Launches into Action with International Support 

 

'A thousand times more computing power by 2006'

 

The first phase of the LHC Computing Grid project was approved at an extraordinary meeting of the CERN[1] Council on 20 September 2001.  CERN is preparing for the unprecedented avalanche of data that will be produced by the multinational experiments at its new particle accelerator, the Large Hadron Collider (LHC), the most powerful device of its kind ever built.

 

CERN's need for a dramatic advance in computing capacity is urgent.  As from 2006, the four giant detectors observing trillions of elementary particle collisions at the LHC will accumulate over ten million Gigabytes of data, equivalent to the contents of about 20 million CD-ROMs, each year of its operation.  A thousand times more computing power will be needed than is available to CERN today.

 

The strategy CERN has adopted to analyse and store this unprecedented amount of data is the coordinated deployment of Grid technologies at hundreds of institutes which will be able to search out and analyse information from an interconnected worldwide grid of tens of thousands of computers and storage devices.

 

CERN is not delving into this monumental project alone.  Three leading Information Technology firms: Enterasys Networks, Intel and KPNQwest have joined CERN to push forward this groundbreaking project in advanced distributed computing by sponsoring a virtual community called “Openlab” that will give nearly ten thousand scientists at hundreds of universities around the world to the data from the LHC.  Each company will invest 2.5 MCHF ($1.5M) over a period of 3 years to help CERN achieve its ambitious objectives. 

 

Significant investments are also being made by other participants in the LHC programme around the world, particularly in Europe, the US and Japan.  CERN and all of its partners will coordinate their activities to form the first 'virtual organisation' to adapt Grid technologies to a giant data-intensive, worldwide, computing problem. 

 

"We are faced with the largest data-intensive computing application foreseen in this decade," says Manuel Delfino, Leader of CERN’s Information Technology Division who will head the CERN openlab.  "We are planning how to exploit and index the tidal wave of data produced by the LHC.  We will certainly have to break new ground.
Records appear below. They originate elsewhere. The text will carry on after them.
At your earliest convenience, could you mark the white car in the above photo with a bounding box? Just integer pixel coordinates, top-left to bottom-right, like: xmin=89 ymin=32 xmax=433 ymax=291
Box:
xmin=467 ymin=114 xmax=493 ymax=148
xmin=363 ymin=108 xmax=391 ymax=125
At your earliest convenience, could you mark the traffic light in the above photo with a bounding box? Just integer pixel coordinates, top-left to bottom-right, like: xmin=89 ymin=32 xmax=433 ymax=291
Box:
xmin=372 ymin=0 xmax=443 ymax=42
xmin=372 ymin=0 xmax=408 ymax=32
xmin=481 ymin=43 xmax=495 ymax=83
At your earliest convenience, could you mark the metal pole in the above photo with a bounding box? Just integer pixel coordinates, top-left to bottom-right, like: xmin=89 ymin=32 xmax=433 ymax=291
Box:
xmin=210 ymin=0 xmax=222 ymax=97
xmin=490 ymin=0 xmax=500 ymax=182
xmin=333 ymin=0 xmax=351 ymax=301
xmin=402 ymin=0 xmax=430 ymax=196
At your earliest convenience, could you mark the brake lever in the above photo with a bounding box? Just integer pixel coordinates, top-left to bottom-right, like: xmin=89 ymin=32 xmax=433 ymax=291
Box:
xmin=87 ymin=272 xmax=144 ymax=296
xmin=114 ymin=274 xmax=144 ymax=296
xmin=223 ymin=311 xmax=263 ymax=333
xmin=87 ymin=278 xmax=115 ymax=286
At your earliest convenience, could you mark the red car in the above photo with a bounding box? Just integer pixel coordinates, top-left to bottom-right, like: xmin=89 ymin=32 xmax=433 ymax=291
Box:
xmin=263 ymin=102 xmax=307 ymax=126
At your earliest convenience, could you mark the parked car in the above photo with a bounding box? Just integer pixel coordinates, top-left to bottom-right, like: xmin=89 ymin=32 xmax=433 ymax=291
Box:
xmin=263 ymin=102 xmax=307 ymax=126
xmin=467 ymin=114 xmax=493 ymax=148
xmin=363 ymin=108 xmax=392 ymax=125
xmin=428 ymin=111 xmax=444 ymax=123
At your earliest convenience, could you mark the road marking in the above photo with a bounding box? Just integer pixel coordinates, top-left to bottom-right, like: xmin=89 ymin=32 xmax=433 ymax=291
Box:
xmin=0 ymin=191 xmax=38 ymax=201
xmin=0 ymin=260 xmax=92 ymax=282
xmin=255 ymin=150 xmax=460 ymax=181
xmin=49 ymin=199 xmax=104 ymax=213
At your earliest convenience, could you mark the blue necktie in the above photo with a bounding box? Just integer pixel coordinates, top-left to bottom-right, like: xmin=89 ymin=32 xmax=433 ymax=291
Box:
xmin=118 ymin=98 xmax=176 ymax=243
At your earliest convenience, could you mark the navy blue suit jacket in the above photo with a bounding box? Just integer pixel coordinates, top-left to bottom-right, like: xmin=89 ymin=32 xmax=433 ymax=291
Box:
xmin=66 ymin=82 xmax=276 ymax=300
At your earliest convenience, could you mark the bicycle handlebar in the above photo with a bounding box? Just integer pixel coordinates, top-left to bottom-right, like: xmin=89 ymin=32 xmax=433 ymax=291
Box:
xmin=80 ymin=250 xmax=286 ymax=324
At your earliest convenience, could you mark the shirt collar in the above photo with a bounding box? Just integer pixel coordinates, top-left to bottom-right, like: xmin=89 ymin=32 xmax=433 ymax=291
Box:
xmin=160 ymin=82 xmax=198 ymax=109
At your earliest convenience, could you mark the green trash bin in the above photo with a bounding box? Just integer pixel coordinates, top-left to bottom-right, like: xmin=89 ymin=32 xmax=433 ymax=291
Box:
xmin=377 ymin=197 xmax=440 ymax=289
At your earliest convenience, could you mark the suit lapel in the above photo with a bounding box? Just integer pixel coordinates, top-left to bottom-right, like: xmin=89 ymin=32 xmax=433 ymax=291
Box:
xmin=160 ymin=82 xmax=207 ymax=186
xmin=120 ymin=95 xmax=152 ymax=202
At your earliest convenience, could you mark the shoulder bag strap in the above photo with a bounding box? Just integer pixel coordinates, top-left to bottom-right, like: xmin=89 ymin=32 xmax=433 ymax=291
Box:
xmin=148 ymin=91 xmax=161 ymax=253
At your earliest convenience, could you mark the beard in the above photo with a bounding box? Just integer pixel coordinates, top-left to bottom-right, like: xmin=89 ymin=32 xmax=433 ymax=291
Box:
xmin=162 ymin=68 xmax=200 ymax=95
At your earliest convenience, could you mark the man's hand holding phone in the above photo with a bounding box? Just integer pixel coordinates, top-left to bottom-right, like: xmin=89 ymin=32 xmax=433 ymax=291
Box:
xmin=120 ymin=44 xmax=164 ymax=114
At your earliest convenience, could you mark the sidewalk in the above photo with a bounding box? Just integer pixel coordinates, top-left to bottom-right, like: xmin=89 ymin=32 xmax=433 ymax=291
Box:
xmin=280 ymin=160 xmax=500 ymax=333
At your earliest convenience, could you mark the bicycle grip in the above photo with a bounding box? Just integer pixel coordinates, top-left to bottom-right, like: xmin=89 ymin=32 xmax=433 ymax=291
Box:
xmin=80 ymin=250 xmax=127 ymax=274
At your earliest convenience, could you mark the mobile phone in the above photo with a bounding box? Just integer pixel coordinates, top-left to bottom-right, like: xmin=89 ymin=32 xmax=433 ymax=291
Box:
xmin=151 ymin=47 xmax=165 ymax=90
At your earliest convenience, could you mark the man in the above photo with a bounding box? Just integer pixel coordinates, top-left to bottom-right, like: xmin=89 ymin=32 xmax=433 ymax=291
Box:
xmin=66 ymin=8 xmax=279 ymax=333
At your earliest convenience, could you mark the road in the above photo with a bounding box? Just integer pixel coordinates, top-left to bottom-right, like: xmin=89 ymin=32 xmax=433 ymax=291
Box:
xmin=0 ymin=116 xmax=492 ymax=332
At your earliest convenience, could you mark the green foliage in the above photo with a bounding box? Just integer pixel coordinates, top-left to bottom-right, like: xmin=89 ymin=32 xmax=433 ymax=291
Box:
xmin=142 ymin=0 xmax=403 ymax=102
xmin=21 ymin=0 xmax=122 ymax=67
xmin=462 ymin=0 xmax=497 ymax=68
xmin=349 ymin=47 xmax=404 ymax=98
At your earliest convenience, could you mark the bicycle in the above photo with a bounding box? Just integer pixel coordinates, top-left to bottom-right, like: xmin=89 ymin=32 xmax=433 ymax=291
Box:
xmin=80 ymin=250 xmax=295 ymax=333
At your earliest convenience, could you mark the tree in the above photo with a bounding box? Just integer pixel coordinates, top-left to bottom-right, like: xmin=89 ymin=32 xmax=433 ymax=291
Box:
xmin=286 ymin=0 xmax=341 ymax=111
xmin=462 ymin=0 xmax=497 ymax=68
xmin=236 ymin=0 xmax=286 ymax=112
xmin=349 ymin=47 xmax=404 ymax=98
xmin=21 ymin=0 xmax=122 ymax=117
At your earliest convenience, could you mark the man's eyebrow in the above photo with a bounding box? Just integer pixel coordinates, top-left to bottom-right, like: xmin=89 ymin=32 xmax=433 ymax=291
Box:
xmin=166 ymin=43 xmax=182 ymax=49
However, similar  challenges  to the one we are meeting now will certainly be faced by many large corporations and institutions in the near future.” And such challenges have been met before, after all, the demands of international particle physics communication were the factors that gave birth to the Web at CERN some ten years ago. 

 

The Grid will be a very different beast from the Web though.  Grid technologies will be able to search out and analyse data from an interconnected worldwide grid of tens of thousands of computers and storage devices.  This extra capability of analysis will empower researchers to exploit information that is stored world wide much more efficiently.  Particle physics is the first community to exploit the potential of the Grid but meteorologists, biologists and medical researchers amongst many others are joining Grid collaborations.  Who knows - like the Web, Grid applications may eventually be taken for granted by an enormous community of users.

 

 

 

 

 

 

 

 

 

 

 

 



[1]  CERN, the European Laboratory for Particle Physics, has its headquarters in Geneva. At present, its Member States are Austria, Belgium, Bulgaria, the Czech Republic, Denmark, Finland, France, Germany, Greece, Hungary, Italy, Netherlands, Norway, Poland, Portugal, the Slovak Republic, Spain, Sweden, Switzerland and the United Kingdom.    Israel, Japan, the Russian Federation, the United States of America, Turkey, the European Commission and UNESCO have observer status.